In the trials Dr Philippe Hujoel from University of Washington reviewed, vitamin D levels in children were increased through the use of supplemental UV radiation or by supplementing the children‘s diet with cod-liver oil or other products containing the vitamin.
The clinical trials he reviewed were conducted in the United States, Great Britain, Canada, Austria, New Zealand and Sweden. Trials were conducted in institutional settings, schools, medical and dental practices, or hospitals. The subjects were children or young adults between the ages of 2 and 16 years, with a weighted mean age of 10 years. Hujoel‘s findings come as no surprise to researchers familiar with past vitamin D studies.
According to Dr Michael Hollick, professor of medicine at the Boston University Medical Center, “the findings from the University of Washington reaffirm the importance of vitamin D for dental health”.
“Children who are vitamin D deficient have poor and delayed teeth eruption and are prone to dental caries,” he said.

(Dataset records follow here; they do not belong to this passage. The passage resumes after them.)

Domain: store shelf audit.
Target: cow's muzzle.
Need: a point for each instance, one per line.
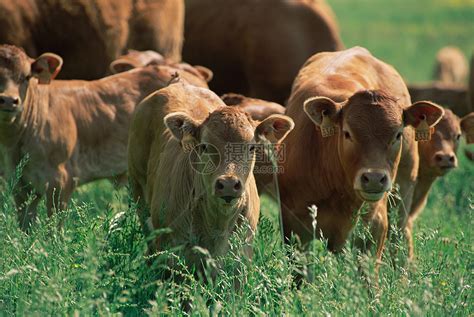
(371, 184)
(228, 188)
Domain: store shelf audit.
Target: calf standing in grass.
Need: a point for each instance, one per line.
(201, 206)
(352, 114)
(73, 131)
(437, 158)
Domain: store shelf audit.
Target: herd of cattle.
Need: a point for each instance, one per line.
(350, 128)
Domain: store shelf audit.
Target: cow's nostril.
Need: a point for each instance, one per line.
(219, 185)
(365, 179)
(238, 185)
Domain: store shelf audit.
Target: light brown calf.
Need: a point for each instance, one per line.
(90, 34)
(352, 113)
(256, 47)
(451, 66)
(184, 176)
(73, 131)
(437, 158)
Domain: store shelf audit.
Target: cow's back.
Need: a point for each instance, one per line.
(257, 47)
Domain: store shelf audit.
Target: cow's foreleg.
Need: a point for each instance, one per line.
(26, 200)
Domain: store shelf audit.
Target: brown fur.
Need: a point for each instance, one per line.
(256, 47)
(73, 131)
(164, 182)
(444, 142)
(89, 34)
(451, 66)
(371, 97)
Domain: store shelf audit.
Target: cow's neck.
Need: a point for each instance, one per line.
(216, 223)
(13, 134)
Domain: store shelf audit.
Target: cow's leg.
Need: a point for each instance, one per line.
(59, 191)
(26, 213)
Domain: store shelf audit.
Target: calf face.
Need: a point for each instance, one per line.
(369, 127)
(439, 154)
(227, 138)
(16, 71)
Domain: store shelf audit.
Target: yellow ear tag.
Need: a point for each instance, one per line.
(328, 128)
(188, 142)
(423, 130)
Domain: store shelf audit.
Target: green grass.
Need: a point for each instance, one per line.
(97, 265)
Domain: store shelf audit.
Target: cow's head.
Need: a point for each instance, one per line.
(369, 128)
(229, 138)
(196, 75)
(16, 71)
(439, 154)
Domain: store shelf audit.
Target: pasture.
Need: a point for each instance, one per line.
(97, 264)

“Whether this is more than just a coincidence is open to debate. In the meantime, pregnant women or young mothers can do little harm by realising that vitamin D is essential to their offspring`s health. Vitamin D does lead to teeth and bones that are better mineralised,” Hujoel said in a statement.
While vitamin D‘s role in supporting bone health has not been disputed, significant disagreement has historically existed over its role in preventing caries, Hujoel noted. The American Medical Association and the US National Research Council concluded around 1950 that vitamin D was beneficial in managing dental caries.
The American Dental Association said otherwise - based on the same evidence. In 1989, the National Research Council, despite new evidence supporting vitamin D‘s caries-fighting benefits, called the issue “unresolved”.